Pare proprio che Adinolfi e la Miriano siano sempre più soli a guidare il loro manipolo di integralisti. Ed è così che con l'arrivo del Family day (un evento in cui gente divorziata, che va a prostitute o con figli illegittimi dirà che la famiglia tradizionale è bella e che loro devono avere più diritti degli altri) ecco giungere la risposta dalla società civile. Dopo Ikea, tante altre aziende italiane hanno deciso di schierarsi apertamente a sostegno dei diritti civili.

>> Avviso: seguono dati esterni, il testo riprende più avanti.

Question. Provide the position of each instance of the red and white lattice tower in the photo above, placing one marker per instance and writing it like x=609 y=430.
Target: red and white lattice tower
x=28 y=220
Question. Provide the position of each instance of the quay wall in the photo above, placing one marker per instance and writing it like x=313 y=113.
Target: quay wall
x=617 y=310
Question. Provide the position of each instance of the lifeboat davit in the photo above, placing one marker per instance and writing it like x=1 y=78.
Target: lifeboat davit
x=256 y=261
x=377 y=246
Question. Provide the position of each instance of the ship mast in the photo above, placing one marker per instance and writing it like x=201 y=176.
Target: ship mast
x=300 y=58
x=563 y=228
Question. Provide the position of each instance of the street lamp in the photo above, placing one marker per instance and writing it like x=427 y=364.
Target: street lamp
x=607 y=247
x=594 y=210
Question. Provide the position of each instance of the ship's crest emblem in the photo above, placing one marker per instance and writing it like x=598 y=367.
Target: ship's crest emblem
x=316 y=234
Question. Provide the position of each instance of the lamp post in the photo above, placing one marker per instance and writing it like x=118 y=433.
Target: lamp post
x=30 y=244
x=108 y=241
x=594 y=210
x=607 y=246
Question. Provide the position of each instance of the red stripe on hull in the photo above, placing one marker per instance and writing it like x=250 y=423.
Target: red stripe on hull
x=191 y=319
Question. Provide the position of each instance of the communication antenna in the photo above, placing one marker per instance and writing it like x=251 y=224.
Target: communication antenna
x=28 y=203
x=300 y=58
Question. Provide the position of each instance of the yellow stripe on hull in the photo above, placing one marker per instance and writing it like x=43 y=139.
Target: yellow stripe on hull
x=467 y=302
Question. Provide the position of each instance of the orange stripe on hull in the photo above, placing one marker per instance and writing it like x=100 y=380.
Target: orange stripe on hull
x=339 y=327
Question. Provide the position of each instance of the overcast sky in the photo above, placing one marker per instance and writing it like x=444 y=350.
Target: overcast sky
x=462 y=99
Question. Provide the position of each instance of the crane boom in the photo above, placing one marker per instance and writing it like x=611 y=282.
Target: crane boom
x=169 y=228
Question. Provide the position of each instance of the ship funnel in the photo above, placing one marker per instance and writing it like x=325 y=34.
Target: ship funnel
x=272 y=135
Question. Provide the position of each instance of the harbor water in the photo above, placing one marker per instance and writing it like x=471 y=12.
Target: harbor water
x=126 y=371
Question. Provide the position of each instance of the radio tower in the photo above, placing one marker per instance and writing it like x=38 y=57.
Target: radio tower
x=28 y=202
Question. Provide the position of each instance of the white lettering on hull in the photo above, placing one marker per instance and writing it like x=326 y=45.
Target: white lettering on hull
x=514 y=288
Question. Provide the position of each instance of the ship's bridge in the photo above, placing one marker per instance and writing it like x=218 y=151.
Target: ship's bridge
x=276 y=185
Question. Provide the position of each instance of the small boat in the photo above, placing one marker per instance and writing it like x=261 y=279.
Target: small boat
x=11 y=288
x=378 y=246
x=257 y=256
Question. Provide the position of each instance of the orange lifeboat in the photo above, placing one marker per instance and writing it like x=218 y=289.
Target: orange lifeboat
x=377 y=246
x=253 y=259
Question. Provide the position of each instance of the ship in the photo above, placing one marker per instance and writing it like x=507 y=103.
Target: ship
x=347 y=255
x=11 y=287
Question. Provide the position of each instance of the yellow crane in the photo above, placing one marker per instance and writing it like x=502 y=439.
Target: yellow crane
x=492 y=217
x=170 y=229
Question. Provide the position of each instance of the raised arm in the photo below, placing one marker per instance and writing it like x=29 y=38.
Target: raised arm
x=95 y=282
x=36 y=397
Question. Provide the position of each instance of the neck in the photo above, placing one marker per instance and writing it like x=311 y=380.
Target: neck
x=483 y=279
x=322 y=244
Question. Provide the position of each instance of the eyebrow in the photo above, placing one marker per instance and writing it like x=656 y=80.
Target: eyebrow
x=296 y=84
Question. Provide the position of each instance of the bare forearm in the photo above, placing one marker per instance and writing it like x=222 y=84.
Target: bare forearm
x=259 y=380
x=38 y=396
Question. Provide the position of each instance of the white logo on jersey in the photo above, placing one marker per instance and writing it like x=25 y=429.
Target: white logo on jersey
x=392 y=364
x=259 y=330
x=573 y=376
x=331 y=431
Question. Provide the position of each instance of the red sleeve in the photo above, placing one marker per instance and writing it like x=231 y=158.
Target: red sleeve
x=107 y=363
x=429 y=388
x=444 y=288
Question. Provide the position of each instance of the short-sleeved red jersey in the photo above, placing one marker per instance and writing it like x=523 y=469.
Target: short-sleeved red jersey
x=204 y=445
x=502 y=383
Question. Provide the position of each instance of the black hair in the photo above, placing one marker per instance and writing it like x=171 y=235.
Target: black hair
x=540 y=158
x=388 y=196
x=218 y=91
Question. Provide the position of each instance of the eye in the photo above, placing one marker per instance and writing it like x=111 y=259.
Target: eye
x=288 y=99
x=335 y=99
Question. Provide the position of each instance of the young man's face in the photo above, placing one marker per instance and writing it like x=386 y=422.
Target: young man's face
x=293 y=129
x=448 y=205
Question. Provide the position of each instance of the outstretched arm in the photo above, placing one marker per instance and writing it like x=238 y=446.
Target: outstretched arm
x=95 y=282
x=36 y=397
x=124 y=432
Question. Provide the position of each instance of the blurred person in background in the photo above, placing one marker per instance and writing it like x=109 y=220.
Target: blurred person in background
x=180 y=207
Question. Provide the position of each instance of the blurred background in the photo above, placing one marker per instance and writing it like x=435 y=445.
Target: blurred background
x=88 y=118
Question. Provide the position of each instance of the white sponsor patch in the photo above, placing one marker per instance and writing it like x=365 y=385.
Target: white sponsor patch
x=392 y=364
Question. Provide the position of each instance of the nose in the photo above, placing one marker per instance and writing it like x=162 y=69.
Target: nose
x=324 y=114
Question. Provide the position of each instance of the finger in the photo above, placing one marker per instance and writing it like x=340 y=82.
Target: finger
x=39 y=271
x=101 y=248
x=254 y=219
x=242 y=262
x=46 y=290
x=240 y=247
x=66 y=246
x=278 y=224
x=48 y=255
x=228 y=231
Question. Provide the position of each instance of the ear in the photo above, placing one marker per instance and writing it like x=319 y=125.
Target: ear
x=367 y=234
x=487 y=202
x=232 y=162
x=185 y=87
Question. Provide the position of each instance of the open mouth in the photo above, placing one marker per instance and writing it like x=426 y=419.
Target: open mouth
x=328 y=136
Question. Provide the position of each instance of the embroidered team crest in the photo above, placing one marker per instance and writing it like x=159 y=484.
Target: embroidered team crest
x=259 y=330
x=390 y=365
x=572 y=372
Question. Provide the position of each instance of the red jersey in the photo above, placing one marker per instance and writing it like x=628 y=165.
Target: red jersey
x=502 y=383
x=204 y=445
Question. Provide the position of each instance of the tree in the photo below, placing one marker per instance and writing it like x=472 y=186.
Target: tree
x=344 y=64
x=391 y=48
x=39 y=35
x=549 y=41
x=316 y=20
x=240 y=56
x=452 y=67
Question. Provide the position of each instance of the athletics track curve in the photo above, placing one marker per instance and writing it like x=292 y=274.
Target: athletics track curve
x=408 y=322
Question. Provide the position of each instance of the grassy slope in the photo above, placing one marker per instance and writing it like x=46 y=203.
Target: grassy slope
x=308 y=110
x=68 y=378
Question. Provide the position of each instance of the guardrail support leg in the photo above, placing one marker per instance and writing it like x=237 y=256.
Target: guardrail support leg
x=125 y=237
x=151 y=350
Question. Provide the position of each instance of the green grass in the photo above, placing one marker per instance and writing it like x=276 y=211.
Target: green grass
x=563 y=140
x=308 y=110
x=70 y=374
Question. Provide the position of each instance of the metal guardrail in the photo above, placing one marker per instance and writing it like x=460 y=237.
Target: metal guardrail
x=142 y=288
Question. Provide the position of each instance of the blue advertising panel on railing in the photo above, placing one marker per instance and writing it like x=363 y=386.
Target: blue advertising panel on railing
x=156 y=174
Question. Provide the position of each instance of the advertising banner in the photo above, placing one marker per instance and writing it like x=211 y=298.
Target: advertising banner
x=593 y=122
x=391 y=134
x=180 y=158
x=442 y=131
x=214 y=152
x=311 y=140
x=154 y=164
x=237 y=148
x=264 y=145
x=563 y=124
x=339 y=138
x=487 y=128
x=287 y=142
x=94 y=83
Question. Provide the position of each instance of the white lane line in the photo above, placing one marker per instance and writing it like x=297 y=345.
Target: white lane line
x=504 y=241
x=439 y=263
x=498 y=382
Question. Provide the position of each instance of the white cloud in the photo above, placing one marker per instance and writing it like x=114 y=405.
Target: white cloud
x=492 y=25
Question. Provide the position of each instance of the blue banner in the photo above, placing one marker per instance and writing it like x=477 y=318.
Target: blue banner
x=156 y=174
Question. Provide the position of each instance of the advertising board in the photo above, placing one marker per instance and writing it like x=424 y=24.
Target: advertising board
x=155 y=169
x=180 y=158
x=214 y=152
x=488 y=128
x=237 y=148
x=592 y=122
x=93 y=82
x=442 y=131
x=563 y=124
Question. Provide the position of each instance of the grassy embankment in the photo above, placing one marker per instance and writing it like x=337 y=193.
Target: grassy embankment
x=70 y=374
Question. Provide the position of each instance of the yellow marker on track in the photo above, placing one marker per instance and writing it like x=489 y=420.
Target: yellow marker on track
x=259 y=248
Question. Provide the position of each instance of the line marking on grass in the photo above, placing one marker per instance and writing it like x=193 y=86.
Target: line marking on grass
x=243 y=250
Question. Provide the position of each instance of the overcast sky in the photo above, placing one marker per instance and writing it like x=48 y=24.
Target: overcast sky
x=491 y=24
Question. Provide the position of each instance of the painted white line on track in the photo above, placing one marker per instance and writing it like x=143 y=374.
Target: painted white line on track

RealTime ha acquistato una pagina sui quotidiani per lanciare il loro nuovo programma a sostegno delle famiglie omogenitoriali al grido di «Famiglia è dove c'è amore».
I sughi Althea rispondono all'evento integralista con il motto: «Per noi conta l'amore. Pasta». Poi aggiungono: «Oggi fatevi un bel piatto di pasta (in famiglia) e state sereni»
Su Twitter è Vitasnella a lanciare l'immagine di due bottiglie che ruotano sino a formare un uguale, affiancate da un lapidario: «Diritti uguali per tutti». Su Facebook la Coop rilancia: «Famiglia è quando qualcuno fa la spesa pensando a te. Qualunque sia la tua famiglia, la Coop sei tu».
FlixBus aggiunge: «non importa dove vai, l’importante è viaggiare con chi ami». Ed ancora, Radio M2o sceglie l'immagine di casse e microfoni in coppia, sottolineando come «non importa con chi balli, l'importante è andare a tempo».